¿La desigualdad es la bomba?, por Caitlin Moran

En algunos aspectos, la extrema pobreza se parece mucho a la extrema riqueza. Sobre todo, en el hecho de que ambos segmentos se sienten libres para vivir con temeridad. Los que son muy pobres, porque no tienen nada que perder; los que son muy ricos, porque no pueden perder nada. Un chaval pobre y muy enfadado puede quemar la tienda de su barrio porque no tiene dinero para comprar en ella; un pijo borracho puede destrozar un bar porque los gastos que le genera son calderilla. Pero ese improbable parentesco tiene una razón de ser: sea lo que sea eso que llamamos “la sociedad”, ninguno de los dos se siente parte de ella.

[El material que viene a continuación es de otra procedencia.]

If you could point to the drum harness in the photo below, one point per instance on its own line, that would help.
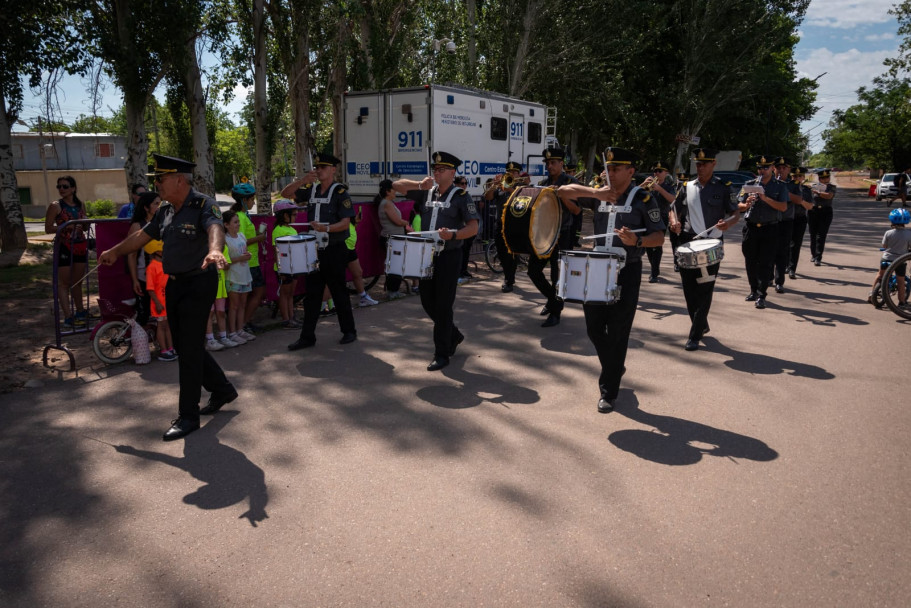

Me di cuenta de todo esto al leer un reciente análisis sobre las razones por las que Gran Bretaña se está haciendo pedazos y tenemos esta horrible sensación de estar dando vueltas en un carrusel de insensatez. La conclusión es que en la sociedad occidental donde vivimos hay más anarquía de lo que imaginábamos.

Sí, siempre creímos que la gran frontera política es la que separa la izquierda de la derecha, pero resulta que en estos momentos hay otro antagonismo crucial: el que se da entre –a falta de mejor término– gente moderada, por un lado, y anarquistas, por el otro.

Los estudios muestran que un 40% de la sociedad “desconfía de las instituciones” o siente un claro deseo de “cargarse el sistema” y apoyaría alguna acción “radical” para generar cambios a gran escala. “Una minoría sustancial está tan descontenta con el estado actual de las cosas que está dispuesta a movilizarse contra el orden político solo para ver si en lo que surge después del caos hay algo mejor para ellos”, sería la conclusión. Esa es, sospecho, la sensación detrás del voto a favor del Brexit. Puede que hubiera algunos (unos pocos) de los que votaron que tenían la información suficiente para saber lo que significaba abandonar la Unión Europea y cómo afectaría a sus vidas, pero la mayoría solo estaban ansiosos por romper con todo y empezar de cero. En suma, querían destruir el sistema. Estaban dispuestos a asumir el riesgo, a presionar el botón, a detonar la bomba.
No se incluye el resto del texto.